Jon Stewart, who certainly has had many funny moments on The Daily Show and tends to be at least mildly amusing, is promoting his Return to Sanity event, but is starting to smell like he’s feeding from the same trough as Glenn Beck. He condemns Obama for what he hasn’t done, when it’s clear that Obama has tried (& succeeded, in some cases, and in others, failed) to do the right thing on several fronts, but is fighting the good fight against entrenched forces. His modest attempts to improve our healthcare system are labeled “Obamacare” and attacked by well-funded Rightwing forces. In the shameless category of Disinformation, MSNBC even had a headline last week (or “deck,” the text below the headline, to be more accurate) that referred to the (completely fictional) “death panels.”
Bob Woodward was on the ABC Nightly News hawking his latest book about the inside workings of the White House, Obama’s Wars (a deceptive title if there ever was one, considering both Iraq and Afghanistan are wars Obama inherited: he’s been in office less than two years, correct?), which he slanted horribly in the soundbite with Dianne Sawyer. He focused on one quote in which Obama essentially said American can and will absorb the brunt of terrorist attacks. What would Woodward have Obama say? “We’ll crawl in a hole and hide”? Hard to do with 300 million plus population. But what was not glossed over apparently in the book is Obama’s effort to get out of Afghanistan, to resist the U.S. military’s demands for an open-ended war. Woodward obviously thought that was less important in the soundbite category than trying to slant his words. He grinned smugly as he made it seem Obama was somehow treating terrorism lightly.

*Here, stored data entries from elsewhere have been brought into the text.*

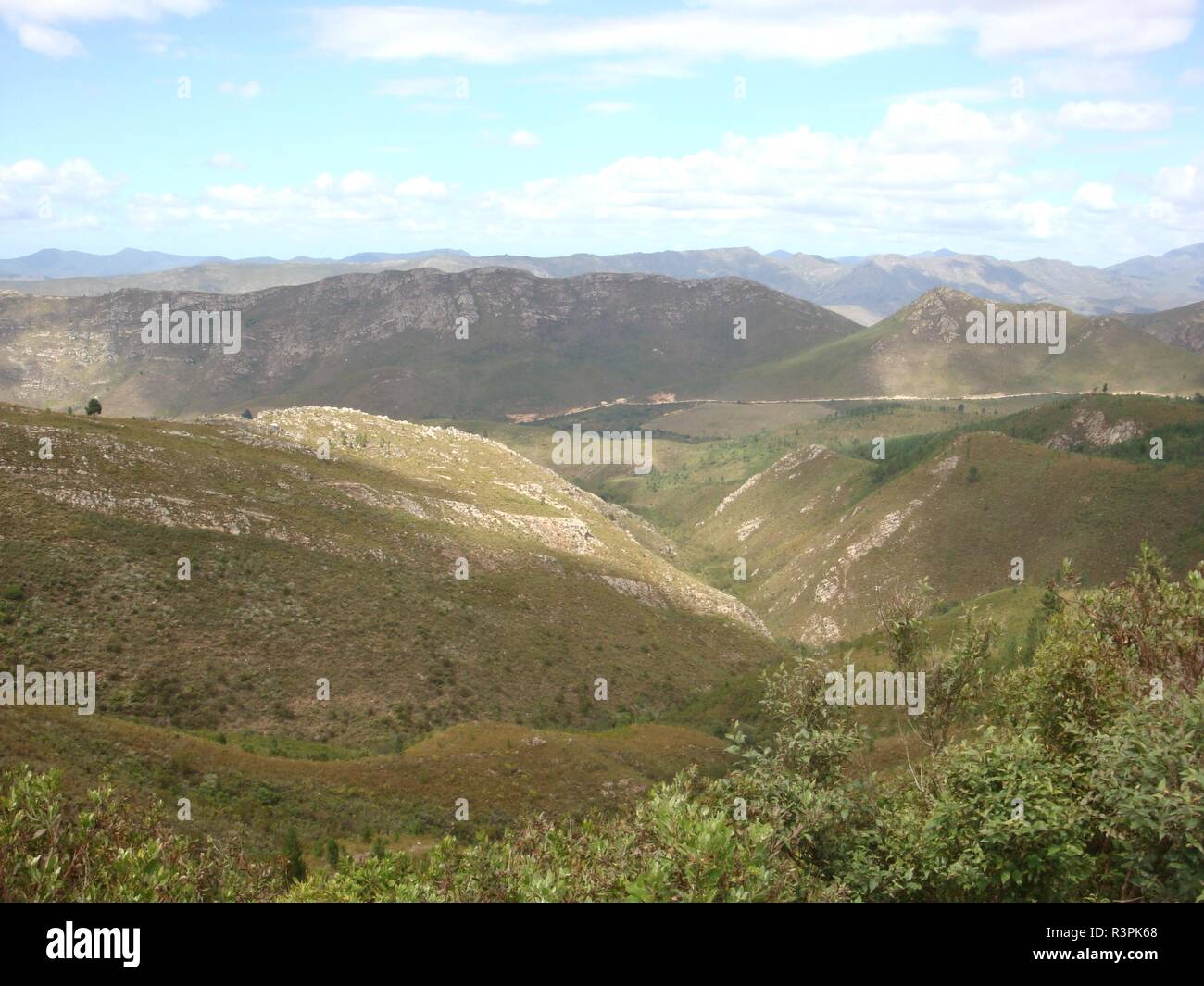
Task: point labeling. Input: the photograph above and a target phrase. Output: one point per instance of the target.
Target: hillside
(826, 536)
(386, 343)
(345, 569)
(922, 352)
(867, 289)
(1178, 327)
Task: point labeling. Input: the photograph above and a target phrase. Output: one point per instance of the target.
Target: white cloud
(48, 41)
(801, 31)
(34, 19)
(1096, 196)
(925, 168)
(426, 87)
(34, 192)
(224, 159)
(1114, 115)
(610, 106)
(245, 89)
(1082, 76)
(420, 187)
(357, 197)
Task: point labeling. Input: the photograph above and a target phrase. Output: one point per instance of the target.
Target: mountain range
(496, 343)
(863, 288)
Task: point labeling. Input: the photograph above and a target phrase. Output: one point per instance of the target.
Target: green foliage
(294, 856)
(109, 849)
(1082, 781)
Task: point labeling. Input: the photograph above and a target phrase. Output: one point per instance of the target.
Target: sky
(1066, 129)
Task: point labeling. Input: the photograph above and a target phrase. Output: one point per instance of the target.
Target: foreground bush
(1079, 777)
(1087, 782)
(109, 850)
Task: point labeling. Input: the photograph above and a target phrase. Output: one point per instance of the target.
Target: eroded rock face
(1091, 429)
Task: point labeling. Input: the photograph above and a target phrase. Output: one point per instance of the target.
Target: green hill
(922, 352)
(344, 569)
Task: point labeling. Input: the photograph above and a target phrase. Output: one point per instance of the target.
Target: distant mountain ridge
(388, 343)
(863, 288)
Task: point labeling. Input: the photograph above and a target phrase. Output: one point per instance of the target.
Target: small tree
(295, 858)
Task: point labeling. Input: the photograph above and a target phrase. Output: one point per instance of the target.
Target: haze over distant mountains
(865, 289)
(388, 343)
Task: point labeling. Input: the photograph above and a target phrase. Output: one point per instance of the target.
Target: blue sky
(1036, 128)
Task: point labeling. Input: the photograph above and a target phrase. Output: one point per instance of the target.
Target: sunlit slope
(344, 569)
(922, 351)
(236, 786)
(822, 541)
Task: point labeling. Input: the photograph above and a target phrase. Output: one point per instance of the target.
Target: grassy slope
(906, 354)
(819, 554)
(406, 800)
(328, 577)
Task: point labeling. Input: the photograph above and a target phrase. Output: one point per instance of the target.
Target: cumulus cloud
(801, 31)
(241, 89)
(356, 197)
(1096, 196)
(610, 106)
(63, 196)
(1114, 115)
(426, 87)
(223, 159)
(36, 22)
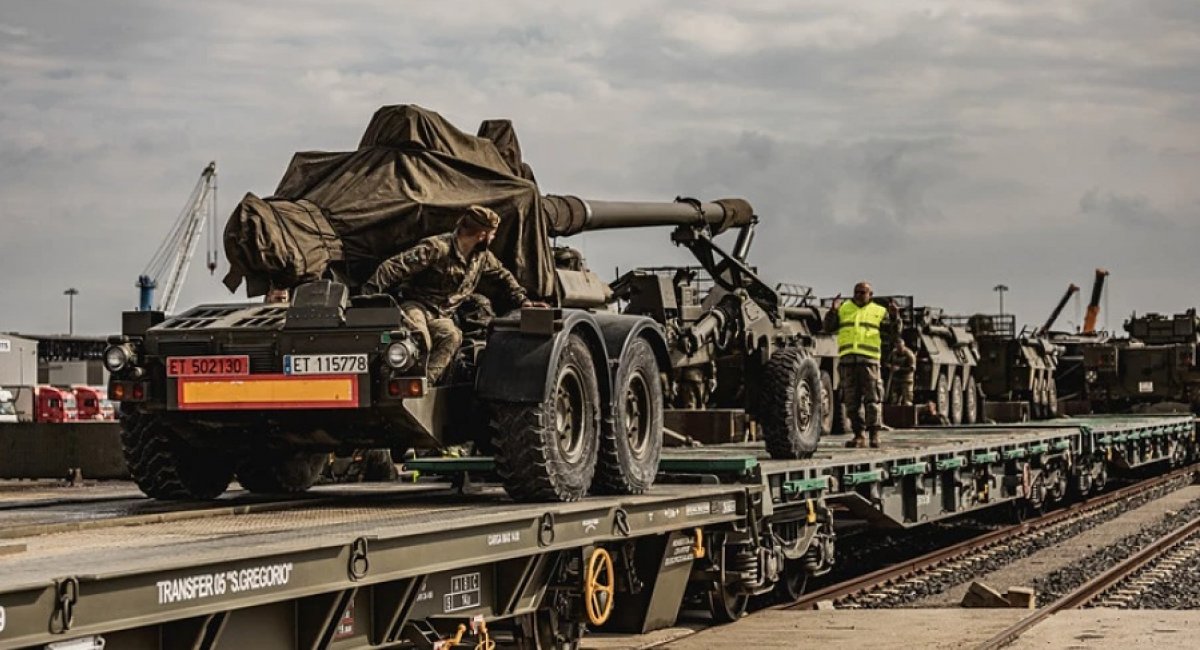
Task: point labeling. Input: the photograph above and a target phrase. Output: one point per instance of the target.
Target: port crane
(168, 266)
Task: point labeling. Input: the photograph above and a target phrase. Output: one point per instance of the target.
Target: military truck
(741, 350)
(1013, 367)
(946, 359)
(568, 398)
(1156, 363)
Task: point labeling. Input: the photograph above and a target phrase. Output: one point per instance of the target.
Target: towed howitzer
(736, 354)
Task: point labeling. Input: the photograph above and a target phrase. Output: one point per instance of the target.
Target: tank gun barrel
(571, 215)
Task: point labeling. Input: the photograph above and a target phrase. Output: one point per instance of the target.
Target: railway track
(897, 582)
(1182, 545)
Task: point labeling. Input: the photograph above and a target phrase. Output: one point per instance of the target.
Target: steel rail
(930, 560)
(1085, 593)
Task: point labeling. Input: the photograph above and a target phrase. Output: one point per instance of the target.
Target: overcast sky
(936, 148)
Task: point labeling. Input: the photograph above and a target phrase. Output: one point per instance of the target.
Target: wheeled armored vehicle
(567, 398)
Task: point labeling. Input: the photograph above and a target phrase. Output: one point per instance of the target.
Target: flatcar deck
(412, 563)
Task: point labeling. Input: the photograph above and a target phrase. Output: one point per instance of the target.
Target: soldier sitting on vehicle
(903, 363)
(436, 275)
(858, 324)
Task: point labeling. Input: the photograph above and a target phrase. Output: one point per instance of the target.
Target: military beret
(480, 216)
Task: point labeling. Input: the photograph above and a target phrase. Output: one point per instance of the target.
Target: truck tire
(955, 401)
(547, 451)
(790, 404)
(631, 443)
(281, 474)
(971, 402)
(828, 404)
(165, 467)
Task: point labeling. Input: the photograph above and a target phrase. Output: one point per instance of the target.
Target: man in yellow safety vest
(859, 325)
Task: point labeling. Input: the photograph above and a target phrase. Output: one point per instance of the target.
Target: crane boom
(171, 262)
(1093, 307)
(1072, 289)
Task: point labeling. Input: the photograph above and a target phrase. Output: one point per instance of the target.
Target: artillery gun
(1013, 367)
(1157, 363)
(569, 398)
(737, 345)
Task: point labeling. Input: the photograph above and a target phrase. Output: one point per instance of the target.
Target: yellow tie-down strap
(269, 391)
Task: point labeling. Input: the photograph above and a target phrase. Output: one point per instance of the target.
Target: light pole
(1000, 289)
(71, 293)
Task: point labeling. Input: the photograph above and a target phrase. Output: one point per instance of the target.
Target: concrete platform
(1116, 629)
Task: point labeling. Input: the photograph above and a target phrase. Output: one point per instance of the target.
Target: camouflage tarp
(411, 176)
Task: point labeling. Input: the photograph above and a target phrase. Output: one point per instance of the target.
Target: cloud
(936, 145)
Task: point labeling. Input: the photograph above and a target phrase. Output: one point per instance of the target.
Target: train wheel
(281, 474)
(166, 467)
(791, 584)
(971, 402)
(547, 451)
(955, 401)
(790, 405)
(726, 606)
(630, 445)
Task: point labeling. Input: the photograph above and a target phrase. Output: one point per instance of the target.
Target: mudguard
(515, 366)
(619, 331)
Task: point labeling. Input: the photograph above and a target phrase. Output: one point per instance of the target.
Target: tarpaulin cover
(411, 176)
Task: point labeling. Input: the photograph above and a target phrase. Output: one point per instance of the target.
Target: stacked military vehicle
(1156, 363)
(947, 355)
(1013, 367)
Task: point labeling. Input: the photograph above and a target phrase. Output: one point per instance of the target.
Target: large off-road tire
(631, 443)
(166, 467)
(547, 451)
(273, 473)
(942, 397)
(790, 404)
(971, 402)
(828, 403)
(955, 399)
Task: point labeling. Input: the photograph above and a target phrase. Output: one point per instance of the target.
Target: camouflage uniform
(903, 363)
(862, 384)
(435, 278)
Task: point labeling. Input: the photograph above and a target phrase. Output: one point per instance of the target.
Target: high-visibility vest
(858, 329)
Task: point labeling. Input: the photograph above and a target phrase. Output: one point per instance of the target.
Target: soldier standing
(438, 274)
(858, 324)
(903, 363)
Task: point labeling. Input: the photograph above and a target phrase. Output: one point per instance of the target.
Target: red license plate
(207, 366)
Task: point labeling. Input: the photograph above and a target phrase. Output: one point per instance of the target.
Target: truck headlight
(117, 357)
(401, 355)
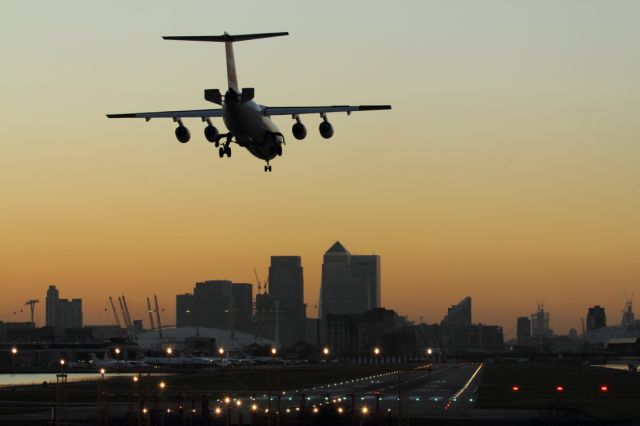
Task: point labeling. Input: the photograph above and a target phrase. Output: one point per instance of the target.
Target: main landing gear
(226, 148)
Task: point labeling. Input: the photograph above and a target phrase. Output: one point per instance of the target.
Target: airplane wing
(199, 113)
(322, 109)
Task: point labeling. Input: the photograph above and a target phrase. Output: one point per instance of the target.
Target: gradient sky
(508, 169)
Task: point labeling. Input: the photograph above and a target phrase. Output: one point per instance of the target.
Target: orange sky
(507, 170)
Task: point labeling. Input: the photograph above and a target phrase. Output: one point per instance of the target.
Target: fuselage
(252, 129)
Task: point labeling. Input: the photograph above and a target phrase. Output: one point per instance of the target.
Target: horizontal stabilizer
(225, 37)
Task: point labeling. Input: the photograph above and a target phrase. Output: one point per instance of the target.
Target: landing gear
(225, 149)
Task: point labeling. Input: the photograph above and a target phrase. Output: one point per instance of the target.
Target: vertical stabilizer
(228, 39)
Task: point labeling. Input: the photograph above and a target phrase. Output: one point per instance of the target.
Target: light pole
(162, 385)
(169, 354)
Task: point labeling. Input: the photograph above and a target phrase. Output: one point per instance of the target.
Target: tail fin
(228, 40)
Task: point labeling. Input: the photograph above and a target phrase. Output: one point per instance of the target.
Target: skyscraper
(350, 284)
(212, 301)
(185, 312)
(242, 302)
(216, 304)
(596, 318)
(524, 330)
(51, 302)
(63, 313)
(286, 283)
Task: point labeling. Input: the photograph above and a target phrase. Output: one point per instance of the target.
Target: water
(39, 378)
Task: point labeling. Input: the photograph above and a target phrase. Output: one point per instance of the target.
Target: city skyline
(170, 313)
(506, 171)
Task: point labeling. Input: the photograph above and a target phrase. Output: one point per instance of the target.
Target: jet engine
(182, 134)
(326, 129)
(299, 131)
(211, 133)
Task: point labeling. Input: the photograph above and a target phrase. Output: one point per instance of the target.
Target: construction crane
(115, 313)
(158, 317)
(261, 284)
(32, 304)
(150, 314)
(124, 314)
(126, 309)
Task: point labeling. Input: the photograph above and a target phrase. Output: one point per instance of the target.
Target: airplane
(249, 123)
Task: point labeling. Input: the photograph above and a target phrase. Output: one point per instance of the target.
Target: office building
(286, 284)
(596, 318)
(216, 304)
(523, 330)
(185, 314)
(62, 313)
(242, 305)
(348, 286)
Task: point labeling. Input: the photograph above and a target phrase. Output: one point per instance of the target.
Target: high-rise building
(348, 287)
(458, 315)
(596, 318)
(63, 313)
(242, 303)
(216, 304)
(185, 314)
(51, 302)
(212, 301)
(368, 268)
(286, 284)
(628, 317)
(524, 330)
(540, 323)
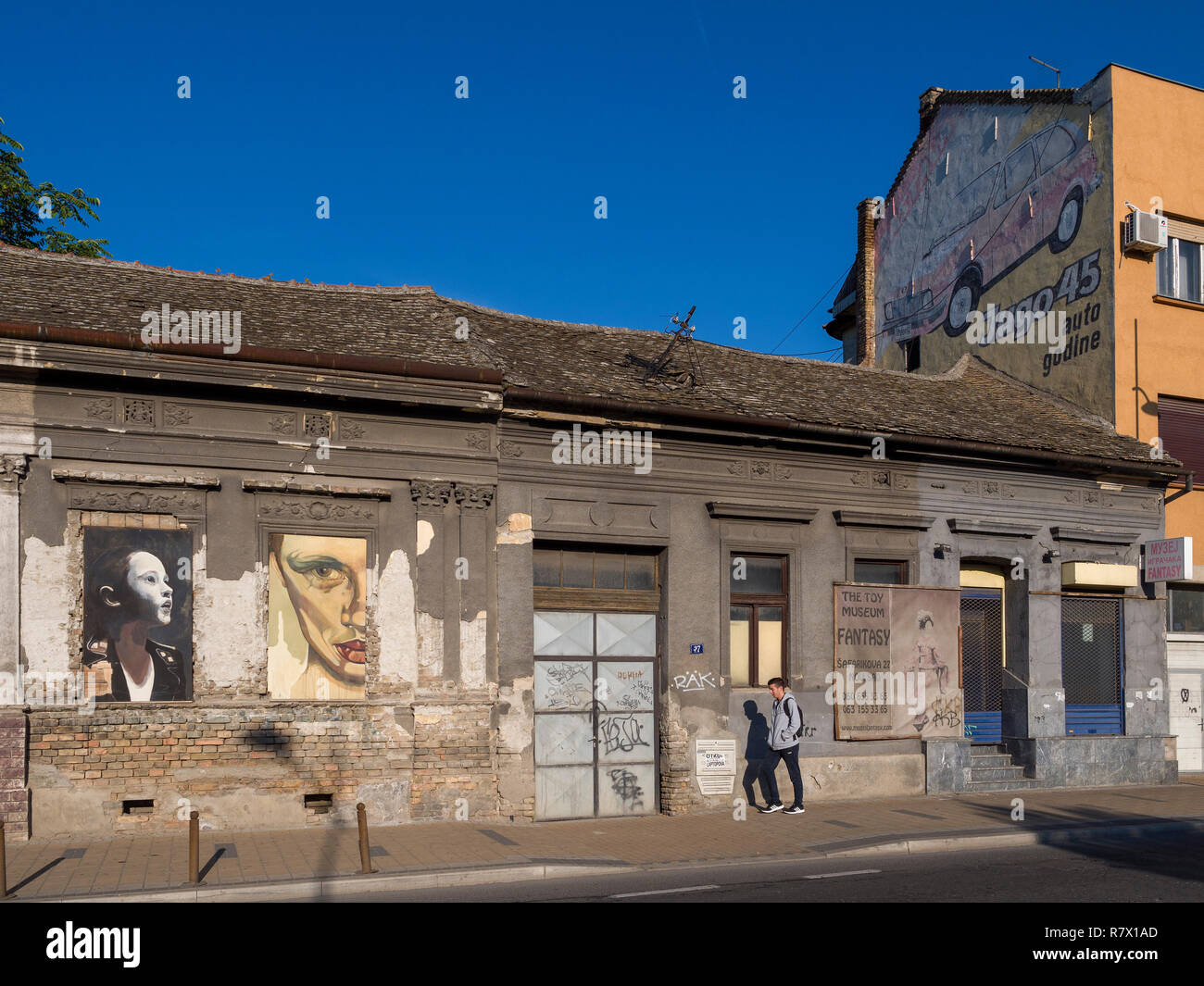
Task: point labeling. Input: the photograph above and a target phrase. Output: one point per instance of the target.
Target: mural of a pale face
(136, 614)
(145, 595)
(326, 584)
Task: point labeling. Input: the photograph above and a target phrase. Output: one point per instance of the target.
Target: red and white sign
(1168, 560)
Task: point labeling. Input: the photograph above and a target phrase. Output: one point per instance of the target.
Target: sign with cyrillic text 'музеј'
(1168, 560)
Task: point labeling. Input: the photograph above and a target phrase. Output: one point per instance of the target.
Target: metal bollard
(194, 846)
(365, 856)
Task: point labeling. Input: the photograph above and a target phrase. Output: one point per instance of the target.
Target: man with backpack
(785, 725)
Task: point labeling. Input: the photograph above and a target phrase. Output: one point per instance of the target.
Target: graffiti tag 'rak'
(695, 680)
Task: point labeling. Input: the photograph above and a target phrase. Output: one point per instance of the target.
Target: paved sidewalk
(245, 865)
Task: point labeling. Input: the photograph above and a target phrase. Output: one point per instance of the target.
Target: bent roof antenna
(1059, 71)
(660, 369)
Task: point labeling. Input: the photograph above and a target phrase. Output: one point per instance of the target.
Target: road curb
(1010, 840)
(328, 888)
(349, 885)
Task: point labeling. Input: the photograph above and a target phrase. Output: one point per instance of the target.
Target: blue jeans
(770, 765)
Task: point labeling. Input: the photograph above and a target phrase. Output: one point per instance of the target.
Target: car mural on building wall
(1030, 199)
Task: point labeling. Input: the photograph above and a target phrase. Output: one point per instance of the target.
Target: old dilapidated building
(305, 545)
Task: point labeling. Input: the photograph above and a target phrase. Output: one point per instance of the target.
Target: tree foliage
(37, 216)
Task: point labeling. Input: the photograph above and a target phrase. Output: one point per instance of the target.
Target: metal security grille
(1092, 660)
(983, 664)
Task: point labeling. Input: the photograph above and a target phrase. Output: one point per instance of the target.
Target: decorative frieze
(304, 508)
(180, 502)
(473, 497)
(428, 495)
(13, 468)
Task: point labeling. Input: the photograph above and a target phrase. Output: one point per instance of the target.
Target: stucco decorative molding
(139, 411)
(200, 481)
(136, 501)
(13, 468)
(325, 508)
(292, 485)
(429, 495)
(473, 497)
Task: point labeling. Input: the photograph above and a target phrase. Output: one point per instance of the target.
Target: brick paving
(56, 868)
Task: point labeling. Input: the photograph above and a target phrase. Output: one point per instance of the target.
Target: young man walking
(784, 724)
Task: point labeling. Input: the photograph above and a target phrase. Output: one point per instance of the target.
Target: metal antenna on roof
(1059, 71)
(660, 369)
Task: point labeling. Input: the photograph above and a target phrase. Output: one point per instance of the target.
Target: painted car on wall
(1030, 199)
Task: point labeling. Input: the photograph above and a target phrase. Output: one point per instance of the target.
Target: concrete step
(999, 785)
(997, 773)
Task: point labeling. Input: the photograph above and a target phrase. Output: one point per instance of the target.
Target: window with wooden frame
(595, 578)
(879, 571)
(1179, 267)
(759, 589)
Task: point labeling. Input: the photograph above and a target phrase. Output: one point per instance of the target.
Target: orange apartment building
(1011, 205)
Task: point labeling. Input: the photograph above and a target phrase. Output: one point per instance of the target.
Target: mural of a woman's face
(326, 581)
(145, 597)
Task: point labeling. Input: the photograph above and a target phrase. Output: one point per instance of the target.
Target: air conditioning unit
(1144, 232)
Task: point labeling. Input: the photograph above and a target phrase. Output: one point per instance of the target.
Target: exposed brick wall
(456, 756)
(867, 329)
(13, 800)
(518, 770)
(153, 753)
(677, 788)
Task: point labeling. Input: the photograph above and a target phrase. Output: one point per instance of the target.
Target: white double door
(1187, 717)
(595, 722)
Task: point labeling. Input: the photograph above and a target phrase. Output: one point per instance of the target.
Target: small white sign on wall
(715, 766)
(1168, 560)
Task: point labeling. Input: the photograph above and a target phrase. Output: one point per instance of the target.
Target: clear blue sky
(743, 207)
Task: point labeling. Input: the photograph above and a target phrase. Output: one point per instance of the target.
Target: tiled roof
(971, 402)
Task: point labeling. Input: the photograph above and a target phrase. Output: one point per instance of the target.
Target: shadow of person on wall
(757, 749)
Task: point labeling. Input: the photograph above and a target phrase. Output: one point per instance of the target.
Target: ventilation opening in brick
(320, 803)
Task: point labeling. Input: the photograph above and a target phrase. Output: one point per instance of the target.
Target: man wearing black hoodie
(785, 724)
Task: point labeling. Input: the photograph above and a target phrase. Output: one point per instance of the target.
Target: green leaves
(36, 216)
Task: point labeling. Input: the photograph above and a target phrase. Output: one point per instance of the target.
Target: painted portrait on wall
(317, 624)
(137, 614)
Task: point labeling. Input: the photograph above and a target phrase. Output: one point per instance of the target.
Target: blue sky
(742, 207)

Jon Stewart tends to make easy jokes about complex issues, and sure, that’s the nature of late night comedy. But I admire Obama for standing in there and trying to do the right thing, not for laughs or ratings, but because he was elected to do a difficult job in a difficult moment in history. He doesn’t tend to whine (actually, I like him best when he shows real anger) or get giggly (the way Jon Stewart does). I’m not a huge fan of his economic team, but the idea that he could somehow completely overhaul our financial system is not simply disingenuous (which it is, in part), but rather dumb/dim. Wall Street power is not mythical. Banks and investment houses have vigorously fought his modest financial reforms, but he did succeed in something. The same with health care. It may not be perfect, but it’s something in the right direction.
And yes, I’m sure the Democratic Party officials wouldn’t be keen for that as a bumper sticker phrase: Obama: Something in the Right Direction. (Of course I did have a bumper sticker that read, “Kerry/Edwards—Para un America más fuerte,” but that’s another story.) In this era of Know-Nothing politics and Tea Party idiocy, perhaps that’s what we’re left with. Something. Anything.